Segundo o chefe do Departamento de Vigilância Ambiental do Paraná, Sílvio Brandt, ainda não é possível mensurar os prejuízos econômicos causados pela dengue. ''Pretendemos fazer um estudo para avaliar porque a dengue atinge mais as pessoas com idade entre 20 e 49 anos e o impacto gerado pelas faltas ao trabalho por causa da doença.

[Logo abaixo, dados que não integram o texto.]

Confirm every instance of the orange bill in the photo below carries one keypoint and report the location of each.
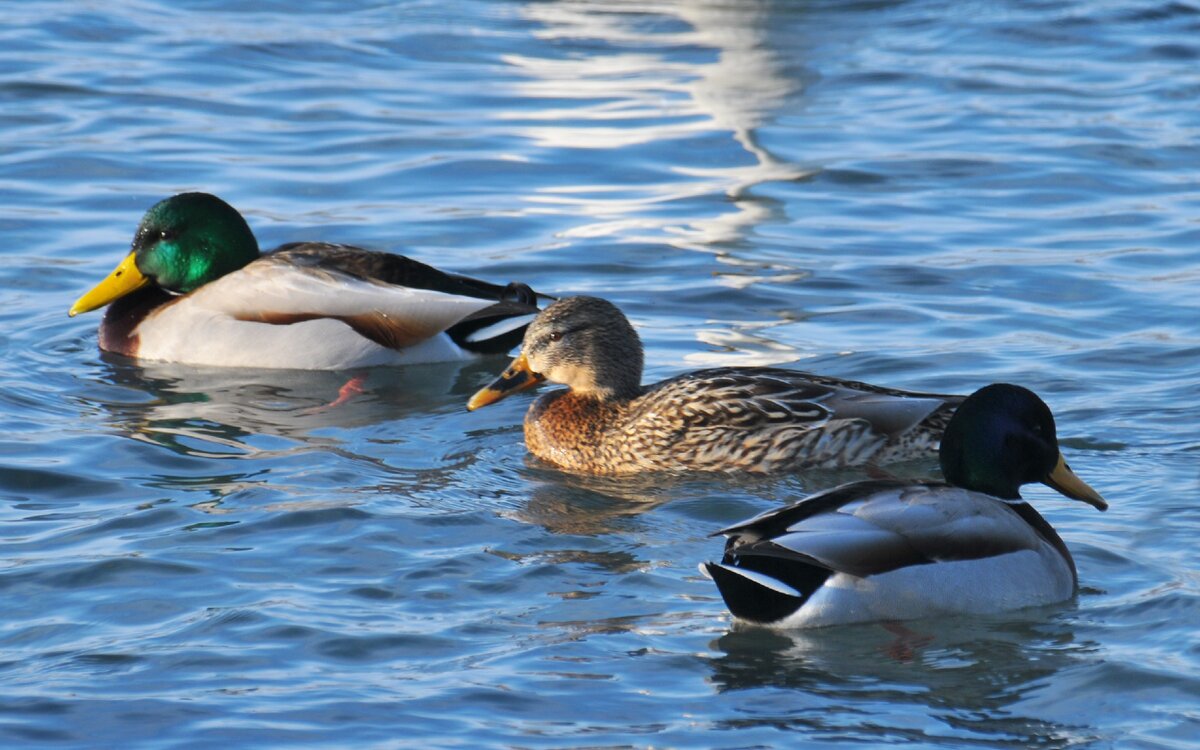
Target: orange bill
(1065, 481)
(125, 279)
(517, 377)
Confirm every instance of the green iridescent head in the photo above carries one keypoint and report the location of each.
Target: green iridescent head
(1002, 437)
(181, 244)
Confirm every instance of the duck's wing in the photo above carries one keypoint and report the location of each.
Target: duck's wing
(870, 528)
(767, 395)
(363, 289)
(491, 329)
(875, 551)
(771, 419)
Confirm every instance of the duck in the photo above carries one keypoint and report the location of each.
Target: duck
(895, 550)
(723, 419)
(196, 289)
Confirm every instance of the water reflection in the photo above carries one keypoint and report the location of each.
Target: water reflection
(624, 88)
(971, 673)
(213, 412)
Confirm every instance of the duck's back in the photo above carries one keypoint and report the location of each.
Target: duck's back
(738, 419)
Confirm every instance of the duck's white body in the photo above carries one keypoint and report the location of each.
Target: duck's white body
(882, 551)
(277, 313)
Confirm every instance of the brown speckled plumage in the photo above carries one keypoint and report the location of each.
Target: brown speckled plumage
(729, 419)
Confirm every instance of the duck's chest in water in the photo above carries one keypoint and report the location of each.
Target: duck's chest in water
(576, 433)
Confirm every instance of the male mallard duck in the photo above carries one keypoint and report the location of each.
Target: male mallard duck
(195, 289)
(749, 419)
(899, 550)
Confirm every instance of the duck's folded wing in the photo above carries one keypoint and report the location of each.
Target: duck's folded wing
(887, 531)
(281, 293)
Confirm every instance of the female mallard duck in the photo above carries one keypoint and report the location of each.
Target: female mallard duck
(899, 550)
(195, 289)
(749, 419)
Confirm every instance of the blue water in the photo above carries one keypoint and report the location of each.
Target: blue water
(927, 195)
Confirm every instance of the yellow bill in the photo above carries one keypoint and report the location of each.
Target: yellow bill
(1065, 481)
(125, 279)
(517, 377)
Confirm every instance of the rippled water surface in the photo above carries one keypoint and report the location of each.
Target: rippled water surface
(927, 195)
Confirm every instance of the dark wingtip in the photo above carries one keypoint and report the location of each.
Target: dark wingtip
(750, 600)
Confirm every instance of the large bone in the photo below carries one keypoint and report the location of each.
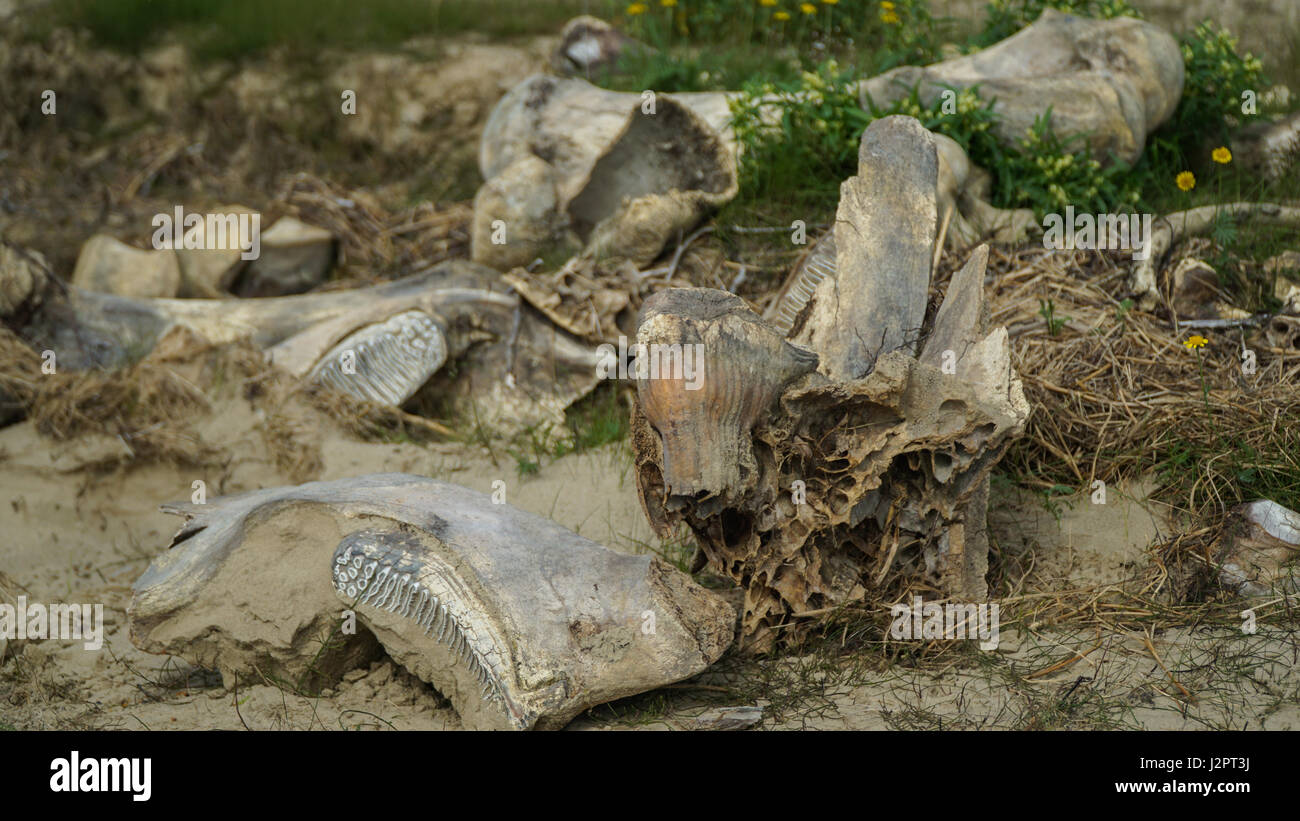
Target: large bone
(518, 621)
(622, 172)
(1112, 79)
(380, 343)
(870, 469)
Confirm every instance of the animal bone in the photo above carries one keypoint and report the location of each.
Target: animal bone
(1177, 226)
(1113, 79)
(872, 467)
(520, 622)
(1256, 552)
(520, 370)
(706, 431)
(1283, 331)
(628, 174)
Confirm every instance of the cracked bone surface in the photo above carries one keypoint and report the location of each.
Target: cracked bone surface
(872, 467)
(1112, 79)
(380, 343)
(519, 621)
(619, 173)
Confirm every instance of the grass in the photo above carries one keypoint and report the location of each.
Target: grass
(237, 29)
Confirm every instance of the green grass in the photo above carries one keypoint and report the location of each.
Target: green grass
(234, 29)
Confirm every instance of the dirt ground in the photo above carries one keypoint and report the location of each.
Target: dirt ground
(81, 517)
(81, 529)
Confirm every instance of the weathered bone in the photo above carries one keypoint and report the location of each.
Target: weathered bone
(519, 370)
(961, 202)
(520, 622)
(1113, 79)
(1257, 552)
(627, 177)
(876, 300)
(874, 467)
(1177, 226)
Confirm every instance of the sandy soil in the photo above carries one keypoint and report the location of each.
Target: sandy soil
(81, 529)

Mas ainda não temos uma data prevista para começar este trabalho'', diz.
De acordo com a diretora de Epidemiologia da Secretaria de Saúde de Londrina, Sandra Caldeira, os sintomas da dengue costumam afastar a pessoa do trabalho por uma semana, em média. ''O quadro clínico de febre, dor de cabeça, náusea e dores no corpo exige aproximadamente sete dias de repouso'', explica.
Apesar do alto índice de contaminação por dengue no Paraná, na avaliação dos órgãos públicos de saúde, o nível de proliferação da doença está em declínio.
''No mesmo período do ano passado, registramos 14.905 casos de dengue, uma queda de 44,4% em relação aos 10.332 contabilizados até a semana passada'', enfatiza o chefe da Vigilância Ambiental do Paraná.
''O número de casos confirmados ainda está aumentando devido ao grande número de pacientes que haviam sido notificados com suspeita da doença e só agora estão recebendo o resultado dos exames. Mas até as notificações estão caindo. Em fevereiro, a média semanal de pacientes com suspeita da doença era de 1,2 mil e agora caiu para 400'' ressalta Sandra Caldeira.
De acordo com a direteora, esse declínio já era esperado. ''Apesar disso, é importante que a população continue atenta às medidas preventivas para conter a proliferação do mosquito Aedes aegypti'', alerta.
Esta semana, cerca 9 mil imóveis de Londrina serão visitados por 230 agentes da Secretária Municipal de Saúde. ''Vamos visitar todas as regiões para colher dados do Lira, que mede o índice da presença de focos do Aedes aegypti no município'', explica o coordenador do setor de Endemias da Secretaria de Saúde, Elson Belisário.